PyTorch Guide to SageMaker’s distributed data parallel library¶

Contents

Modify a PyTorch training script to use SageMaker data parallel
PyTorch API

Modify a PyTorch training script to use SageMaker data parallel¶

The following steps show you how to convert a PyTorch training script to utilize SageMaker’s distributed data parallel library.

The distributed data parallel library APIs are designed to be close to PyTorch Distributed Data Parallel (DDP) APIs. See SageMaker distributed data parallel PyTorch examples for additional details on how to implement the data parallel library API offered for PyTorch.

First import the distributed data parallel library’s PyTorch client and initialize it. You also import the distributed data parallel library module for distributed training.

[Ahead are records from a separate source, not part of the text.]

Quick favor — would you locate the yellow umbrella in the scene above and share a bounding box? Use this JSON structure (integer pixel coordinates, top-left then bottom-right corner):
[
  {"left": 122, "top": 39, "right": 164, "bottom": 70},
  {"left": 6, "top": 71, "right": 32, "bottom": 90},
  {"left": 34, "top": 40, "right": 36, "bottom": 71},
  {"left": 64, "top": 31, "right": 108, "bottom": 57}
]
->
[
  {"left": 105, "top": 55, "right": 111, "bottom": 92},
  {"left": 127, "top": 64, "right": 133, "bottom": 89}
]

import smdistributed.dataparallel.torch.distributed as dist

from smdistributed.dataparallel.torch.parallel.distributed import DistributedDataParallel as DDP

dist.init_process_group()

Pin each GPU to a single distributed data parallel library process with local_rank - this refers to the relative rank of the process within a given node. smdistributed.dataparallel.torch.get_local_rank() API provides you the local rank of the device. The leader node will be rank 0, and the worker nodes will be rank 1, 2, 3, and so on. This is invoked in the next code block as dist.get_local_rank().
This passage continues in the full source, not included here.